Functional representations of Graphs

I haven’t dug too deep into graphs when it comes to programming. Never really needed to, I guess. I’ve taken some time to look up graphs and google up haskell’s equivalent… to see that most of the resources are old. Well, I mean, that’s already a thing, and it doesn’t mean they’re already bitrotted just because of that, but they also were a little unclear.

I’ve seen something like

data Node a = MkNode a [a]
-- where [Node a] is a list of adjacent nodes to the current node
type Graph a = [Node a]

But it’s been called to my attention that this is technically not a graph, but a tree with cycles. Which is precisely what a tree is: it’s a directed acyclic graph where every node is connected. This is also basically the implementation that containers uses. (Though for whatever reason, containers’ graphs might not be so good…)

However I’ve seen other things like

http://www.cs.tufts.edu/~nr/pubs/zipcfg.pdf

http://www.cs.tufts.edu/~nr/pubs/hoopl10.pdf

And other resources like stackoverflow etc feel like they get ahead of themselves, like

Which just creates a bunch of type aliases. I understand it’s for performance reasons, but it does not make understanding this subject any easier.
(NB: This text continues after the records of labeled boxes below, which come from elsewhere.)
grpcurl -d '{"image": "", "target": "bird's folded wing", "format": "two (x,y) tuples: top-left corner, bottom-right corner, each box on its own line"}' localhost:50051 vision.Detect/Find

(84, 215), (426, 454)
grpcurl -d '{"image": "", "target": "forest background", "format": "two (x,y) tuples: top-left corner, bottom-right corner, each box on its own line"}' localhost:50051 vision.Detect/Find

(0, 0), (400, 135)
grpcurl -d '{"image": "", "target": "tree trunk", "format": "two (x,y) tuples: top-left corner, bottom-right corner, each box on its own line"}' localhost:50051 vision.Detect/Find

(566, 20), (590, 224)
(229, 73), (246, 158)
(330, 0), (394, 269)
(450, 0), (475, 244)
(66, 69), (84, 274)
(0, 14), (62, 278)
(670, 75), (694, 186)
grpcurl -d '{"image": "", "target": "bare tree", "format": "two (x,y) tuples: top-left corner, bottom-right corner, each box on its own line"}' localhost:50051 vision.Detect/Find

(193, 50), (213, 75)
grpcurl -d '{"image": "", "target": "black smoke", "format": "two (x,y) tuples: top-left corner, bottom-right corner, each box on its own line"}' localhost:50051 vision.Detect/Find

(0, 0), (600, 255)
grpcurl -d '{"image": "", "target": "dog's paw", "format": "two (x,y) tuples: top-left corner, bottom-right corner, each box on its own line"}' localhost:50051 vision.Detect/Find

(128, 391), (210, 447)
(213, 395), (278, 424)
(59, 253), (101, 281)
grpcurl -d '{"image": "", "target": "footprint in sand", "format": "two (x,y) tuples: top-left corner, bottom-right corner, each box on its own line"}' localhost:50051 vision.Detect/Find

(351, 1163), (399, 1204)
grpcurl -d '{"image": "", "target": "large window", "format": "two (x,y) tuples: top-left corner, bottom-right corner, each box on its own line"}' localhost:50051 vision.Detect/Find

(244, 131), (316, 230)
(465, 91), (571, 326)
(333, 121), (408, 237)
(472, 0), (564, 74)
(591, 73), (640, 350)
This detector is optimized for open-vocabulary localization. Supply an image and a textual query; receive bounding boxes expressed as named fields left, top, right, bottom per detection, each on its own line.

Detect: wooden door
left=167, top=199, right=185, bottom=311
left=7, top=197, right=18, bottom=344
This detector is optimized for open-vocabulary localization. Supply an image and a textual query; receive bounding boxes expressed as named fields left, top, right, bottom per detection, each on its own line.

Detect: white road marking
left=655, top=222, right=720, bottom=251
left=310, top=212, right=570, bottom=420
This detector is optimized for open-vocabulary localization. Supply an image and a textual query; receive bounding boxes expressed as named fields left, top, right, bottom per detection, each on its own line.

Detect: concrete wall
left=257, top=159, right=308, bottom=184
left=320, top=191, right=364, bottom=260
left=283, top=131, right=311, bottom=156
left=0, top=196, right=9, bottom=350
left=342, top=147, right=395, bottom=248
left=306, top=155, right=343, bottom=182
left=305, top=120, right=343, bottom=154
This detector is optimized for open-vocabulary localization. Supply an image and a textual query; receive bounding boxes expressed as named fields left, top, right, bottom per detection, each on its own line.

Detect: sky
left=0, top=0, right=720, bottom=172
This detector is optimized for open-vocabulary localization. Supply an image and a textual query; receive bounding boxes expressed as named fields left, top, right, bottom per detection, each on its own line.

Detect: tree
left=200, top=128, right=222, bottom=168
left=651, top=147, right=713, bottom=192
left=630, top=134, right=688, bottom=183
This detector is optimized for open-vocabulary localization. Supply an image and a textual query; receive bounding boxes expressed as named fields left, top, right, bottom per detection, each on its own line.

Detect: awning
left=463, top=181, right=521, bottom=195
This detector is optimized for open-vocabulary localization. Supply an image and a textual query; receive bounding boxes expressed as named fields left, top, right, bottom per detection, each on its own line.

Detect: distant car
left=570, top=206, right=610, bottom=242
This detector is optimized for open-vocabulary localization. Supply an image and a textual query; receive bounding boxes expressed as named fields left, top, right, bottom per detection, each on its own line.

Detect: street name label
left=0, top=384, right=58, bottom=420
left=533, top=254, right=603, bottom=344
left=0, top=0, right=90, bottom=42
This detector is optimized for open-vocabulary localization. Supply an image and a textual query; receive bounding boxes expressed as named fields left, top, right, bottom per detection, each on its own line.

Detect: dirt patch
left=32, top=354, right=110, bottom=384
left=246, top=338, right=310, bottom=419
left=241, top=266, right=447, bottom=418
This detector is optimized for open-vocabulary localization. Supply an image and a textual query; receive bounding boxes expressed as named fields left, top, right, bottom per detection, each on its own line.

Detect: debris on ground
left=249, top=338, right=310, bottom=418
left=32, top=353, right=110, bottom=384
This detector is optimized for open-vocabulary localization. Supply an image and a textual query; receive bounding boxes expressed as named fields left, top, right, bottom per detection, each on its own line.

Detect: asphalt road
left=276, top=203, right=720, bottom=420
From what I’ve read besides the aforementioned representation, there is also

data Edge a = MkEdge a a
data Graph a = MkGraph [a] [Edge a]

Which stores nodes in the first list, and edges between them in the second. I understand that the types I’m making here are equivalent to tuples, but I feel like they make it easier to see the intent of what I’m writing.

I’ve also found a couple interesting explanations about why graphs are perhaps not as simple to represent as something like trees in algebraic data types. It’s because graphs are not algebraic (though, obviously algebraic-graphs has a representation that makes them such, but it doesn’t look different from the first representation I posted…), and ADTs are more suited for representing types in the form of trees. I’ve also found different answers that allude to tying the knot to make graphs as a recursive data type, but somehow, I’ve never seen such a type, only allusions to it.

I was a little disappointed that there wasn’t a neat resource that compiled different representations of graphs in Haskell and just showed the more easy to read version of their definition first. It feels like a lot of these resources start talking and showing other things before showing their representation in an understandable way. Also, probably a big reason I’m not understanding them this easily is because I’m probably a little rusty when it comes to Haskell, but I’m not sure.

So that’s the reason I’ve made this little thread. I’m interested in people’s responses to this, and I guess I’m kind of hoping someone else would do the work of compiling a list of interesting different representations of graphs. Also because I’m hoping Google will give this a higher priority than the more hodge-podge stackoverflow answer I got so that when other people (or when I forget in the future and end up looking it up again) there’s a more up-to-date resource that might be easier to understand.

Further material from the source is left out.